The phrase, devised by redshirt freshman cornerback Jamari Currence, is the nickname James Madison’s secondary has adopted for the year. “Pac” stands for “passes aren’t caught.” If all goes as they plan, “passes aren’t caught” will turn into a theme on the field each Saturday, too.
The Dukes’ secondary returns plenty of experience, including senior cornerback Rashad Robinson (Hermitage), junior safety D’Angelo Amos (Meadowbrook), senior safety Adam Smith and junior Wayne Davis, a 2018 Ohio State transfer who played a hybrid nickel cornerback/outside linebacker position last season.
The unit appears primed to again be one of the best in the Colonial Athletic Association and the country, and coach Curt Cignetti is excited about the potential.
“You got proven players back there, and then you got other guys with potential that could be really good players,” Cignetti said. “And we just got to keep them on the field, stay healthy and get them playing good.”
Under Cignetti — in his first year at JMU after two years at Elon — and new defensive coordinator Corey Hetherman — who spent the past four seasons at Maine — the Dukes will try to realize that potential in a new scheme, a 4-2-5 that shares similarities to what they’ve run previously.
What Hetherman wants, Smith said, is for the Dukes to play fast, with less thinking.
“I think that the way he’s installing each individual coverage, and each individual package ... [that’s] allowing us to be able to take things day by day and take it play by play and be able to learn and play fast and play to the best of our ability,” Smith said.

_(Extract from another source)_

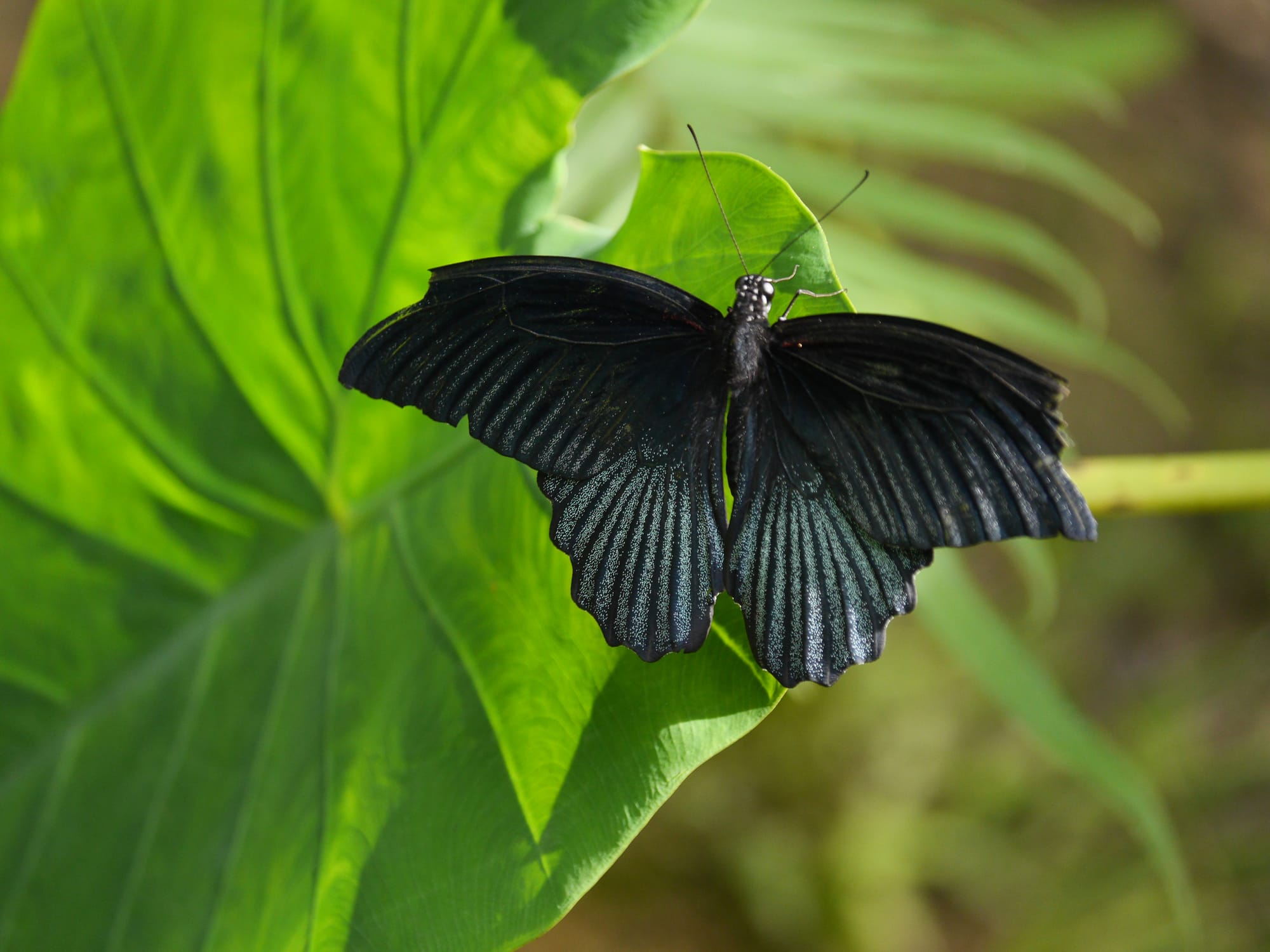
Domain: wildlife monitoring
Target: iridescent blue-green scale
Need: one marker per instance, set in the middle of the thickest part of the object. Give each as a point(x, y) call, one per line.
point(816, 591)
point(646, 550)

Having so much experience would seem to expedite the adjustment. Amos, Smith and Davis started last year while Robinson was out with a turf toe injury. Robinson is the oldest in the group now, back for a fifth and final year.
With all the football he’s seen, Robinson is an asset for the rest of the group. Smith said the former Hermitage quarterback can win the moments before the snap — he can explain to the others what he believes an opponent is about to run.

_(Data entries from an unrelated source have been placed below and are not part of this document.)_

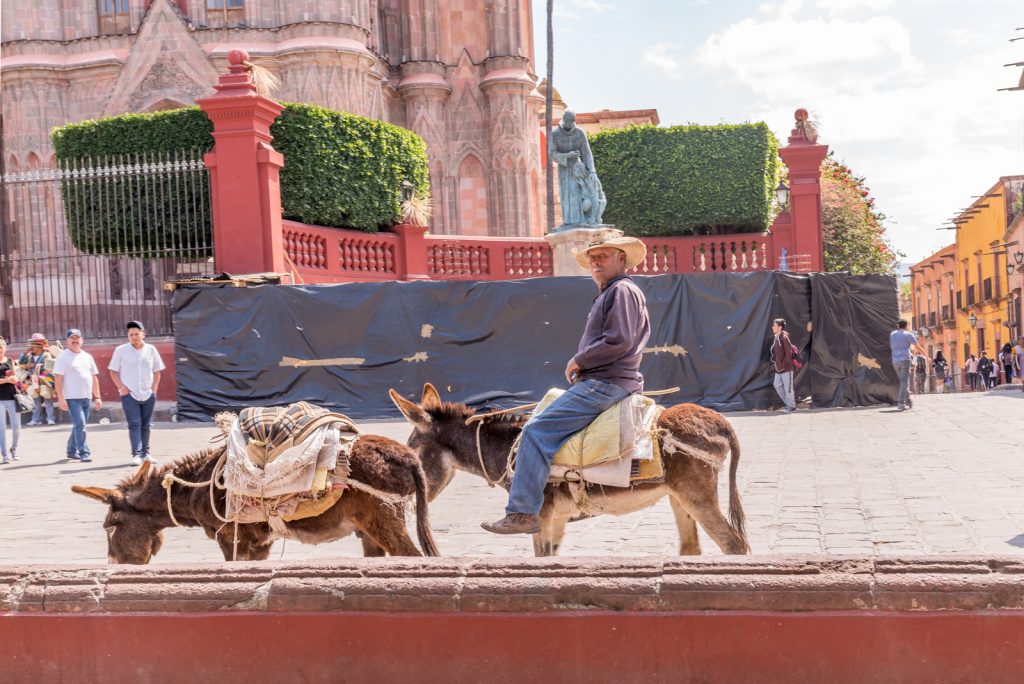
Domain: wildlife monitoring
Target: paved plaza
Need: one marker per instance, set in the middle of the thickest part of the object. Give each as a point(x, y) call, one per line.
point(945, 477)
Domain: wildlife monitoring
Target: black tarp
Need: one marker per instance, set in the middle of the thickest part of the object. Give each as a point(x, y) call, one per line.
point(501, 343)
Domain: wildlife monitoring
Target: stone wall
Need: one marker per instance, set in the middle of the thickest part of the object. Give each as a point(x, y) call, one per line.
point(459, 73)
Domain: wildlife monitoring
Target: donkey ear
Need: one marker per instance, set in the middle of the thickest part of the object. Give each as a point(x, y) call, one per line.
point(412, 411)
point(99, 494)
point(141, 474)
point(431, 397)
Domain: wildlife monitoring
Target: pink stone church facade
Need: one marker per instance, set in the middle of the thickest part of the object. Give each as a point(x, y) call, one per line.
point(460, 73)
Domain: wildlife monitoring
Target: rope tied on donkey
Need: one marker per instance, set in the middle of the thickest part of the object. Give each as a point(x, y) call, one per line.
point(279, 465)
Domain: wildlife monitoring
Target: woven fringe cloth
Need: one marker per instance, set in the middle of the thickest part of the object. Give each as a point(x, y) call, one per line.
point(279, 458)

“And we trust him; He’s a guy that we can count on,” Smith said.
The goal, Robinson said, is for JMU to lead the nation in interceptions again, which it did in 2018 (31) and 2017 (21). Jimmy Moreland, now with the Redskins, led the charge last year with five interceptions. Smith had three.

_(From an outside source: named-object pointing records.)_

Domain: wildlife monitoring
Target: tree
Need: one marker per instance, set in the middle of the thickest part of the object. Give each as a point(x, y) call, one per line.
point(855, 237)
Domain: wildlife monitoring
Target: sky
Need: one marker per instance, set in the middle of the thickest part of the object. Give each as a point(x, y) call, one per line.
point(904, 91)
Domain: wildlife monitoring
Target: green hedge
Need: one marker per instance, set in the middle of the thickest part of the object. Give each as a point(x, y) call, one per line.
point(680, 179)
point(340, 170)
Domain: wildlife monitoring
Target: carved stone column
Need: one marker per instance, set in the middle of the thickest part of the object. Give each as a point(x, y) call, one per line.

Robinson picked off seven in 2017 — his last year on the field.
“That’s been the expectation for us, we’ve been known as a program to have one of the top secondaries in the FCS, and we want to get back to that,” Robinson said. “And I know we have the potential for that. So we’ve been working on that all summer.”
One question mark that remains is the Dukes’ starter at the second traditional cornerback spot with Robinson. They have multiple options, including three who started games last year: junior Wesley McCormick, senior Charles Tutt and junior Taurus Carroll (Benedictine).
Smith likes them all.
“I think Charles Tutt is a veteran, he knows what he’s talking about, he knows the technique. ... And I think Wesley’s doing a great job also,” Smith said. “I think Willie Drew is doing a great job. I see good things from Taurus Carroll, see good things from Jamari, so we’re really excited to see where this cornerback group goes.”
For whoever steps into that role, the expectation seems clear: Passes aren’t caught.
“I think we take that pretty literally,” Smith said. “And we get on each other when passes are caught, and I think we’re pushing each other each day.”